Cleveland's leading newspaper has checked out a new article by 
Robert F. Kennedy Jr. claiming that Republicans "stole" the 2004 
presidential election in Ohio, and concluded that Kennedy's story 
is "nonsense."

In the June 15 issue of Rolling Stone, under the headline "Was the 
2004 Election Stolen?" Kennedy writes: "A review of the available 
data reveals that in Ohio alone, at least 357,000 voters, the 
overwhelming majority of them Democratic, were prevented from 
casting ballots or did not have their votes counted in 2004 -- more 
than enough to shift the results of an election decided by 118,601 
votes."

But the Cleveland Plain Dealer – regarded as anything but a 
conservative newspaper – headlines a June 18 article: "Rest assured, 
we checked out Election 2004 thoroughly," and states: "There was no 
shortage of mistakes made in vote counting. There were voters who 
should have been registered but weren't, polling places with lines 
that were too long and without enough voting machines, and decisions 
from [Secretary of State Ken] Blackwell that appeared to be partisan.

"All these mistakes and misjudgments took votes from both 
candidates, but probably more from Kerry. But they didn't add up to 
nearly enough votes to swing Ohio from Bush to Kerry. "The mistakes 
were … bipartisan in nature and not a result of Republican 
chicanery."

The Plain Dealer article by Ted Diadiun points to several instances 
when Kennedy "ignored" the facts, including:

"In his online footnotes, Kennedy refers no less than a half-dozen 
times to a five-month-long post-election investigation commissioned 
by the Democratic National Committee called `Democracy at Risk.'
"Somehow he never gets around to quoting the DNC investigative 
team's conclusion that `The statistical study of precinct-level data 
does not suggest the occurrence of widespread fraud that 
systemically misallocated votes from Kerry to Bush."

The newspaper also notes: "Kennedy saw conspiracy in a Franklin 
County foul-up that resulted in far too few voting machines at a 
polling place in a heavily black area that would presumably vote 
mainly for Kerry.

"But he didn't tell his readers that the chairman of the Franklin 
County elections board, who oversaw the county's voting machine 
allocation, was a black man who also chairs the county Democratic 
Party.

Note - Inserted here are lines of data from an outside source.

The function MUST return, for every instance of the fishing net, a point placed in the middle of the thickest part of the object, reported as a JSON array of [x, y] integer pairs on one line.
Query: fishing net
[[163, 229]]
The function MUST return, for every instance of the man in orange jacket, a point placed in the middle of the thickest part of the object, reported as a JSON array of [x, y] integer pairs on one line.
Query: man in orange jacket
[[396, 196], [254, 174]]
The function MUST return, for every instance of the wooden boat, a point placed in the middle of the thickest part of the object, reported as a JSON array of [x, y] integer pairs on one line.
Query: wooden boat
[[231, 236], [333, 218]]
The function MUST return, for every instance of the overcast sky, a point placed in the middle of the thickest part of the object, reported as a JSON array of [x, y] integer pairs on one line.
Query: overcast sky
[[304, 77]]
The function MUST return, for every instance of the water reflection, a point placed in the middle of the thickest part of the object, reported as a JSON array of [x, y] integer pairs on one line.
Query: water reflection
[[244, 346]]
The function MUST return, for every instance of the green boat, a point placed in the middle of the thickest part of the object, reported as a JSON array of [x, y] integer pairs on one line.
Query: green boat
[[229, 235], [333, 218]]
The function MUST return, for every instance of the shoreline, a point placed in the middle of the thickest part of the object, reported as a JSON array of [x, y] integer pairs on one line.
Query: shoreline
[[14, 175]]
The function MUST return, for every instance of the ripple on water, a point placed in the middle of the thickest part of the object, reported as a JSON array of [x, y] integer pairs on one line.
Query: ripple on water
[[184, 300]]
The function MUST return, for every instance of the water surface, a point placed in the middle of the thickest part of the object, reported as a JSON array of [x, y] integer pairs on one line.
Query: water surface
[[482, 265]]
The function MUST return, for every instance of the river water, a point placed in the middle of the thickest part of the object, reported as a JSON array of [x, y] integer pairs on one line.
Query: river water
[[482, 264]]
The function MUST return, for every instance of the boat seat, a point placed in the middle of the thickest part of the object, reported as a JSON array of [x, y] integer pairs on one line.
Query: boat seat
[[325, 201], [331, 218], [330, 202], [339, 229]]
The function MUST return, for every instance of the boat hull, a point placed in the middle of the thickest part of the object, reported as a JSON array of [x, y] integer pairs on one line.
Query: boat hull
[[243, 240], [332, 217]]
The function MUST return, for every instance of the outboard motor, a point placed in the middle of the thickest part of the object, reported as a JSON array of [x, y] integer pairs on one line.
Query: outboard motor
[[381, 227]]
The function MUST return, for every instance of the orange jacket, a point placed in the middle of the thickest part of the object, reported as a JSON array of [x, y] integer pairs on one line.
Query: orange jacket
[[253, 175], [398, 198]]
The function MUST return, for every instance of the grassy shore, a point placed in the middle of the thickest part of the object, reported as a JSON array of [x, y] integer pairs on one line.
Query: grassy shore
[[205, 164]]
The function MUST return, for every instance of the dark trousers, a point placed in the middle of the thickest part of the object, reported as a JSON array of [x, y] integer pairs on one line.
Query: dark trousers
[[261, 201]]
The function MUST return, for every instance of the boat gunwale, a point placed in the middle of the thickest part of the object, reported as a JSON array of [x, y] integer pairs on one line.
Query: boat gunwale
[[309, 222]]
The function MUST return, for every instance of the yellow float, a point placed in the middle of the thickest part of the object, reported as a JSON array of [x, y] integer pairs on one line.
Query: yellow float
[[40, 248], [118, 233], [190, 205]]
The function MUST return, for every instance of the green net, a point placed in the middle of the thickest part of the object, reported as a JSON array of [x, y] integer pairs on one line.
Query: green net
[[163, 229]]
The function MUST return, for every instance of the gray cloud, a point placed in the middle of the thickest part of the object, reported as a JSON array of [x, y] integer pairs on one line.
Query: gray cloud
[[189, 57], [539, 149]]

Not a likely candidate to steal votes for Bush."

Plain Dealer Metro Editor Jean Dubail said this about the Kennedy 
article: "My first reaction after reading the thing was how little 
actual news there was in it."


Carl Weiser, government and public affairs editor for the Cincinnati 
Enquirer, expressed similar sentiments: "I read it and nothing in 
there was really new. The folks who know Ohio elections best checked 
into it and found there was no conspiracy."
And a story by Farhad Manjoo on the Web site Salon.com – another 
news source that's far from conservative – states: "If you do read 
Kennedy's article, be prepared to machete your way through numerous 
errors of interpretations and his deliberate omission of key bits of 
data."

The Plain Dealer concludes: "The less somebody knows about the 2004 
Ohio election and the father away from Ohio he is, the more likely 
he is to find merit in that Rolling Stone piece. And since our 
audience is right here in Northeast Ohio, I'm sure that most of you 
have already figured out that it's nonsense."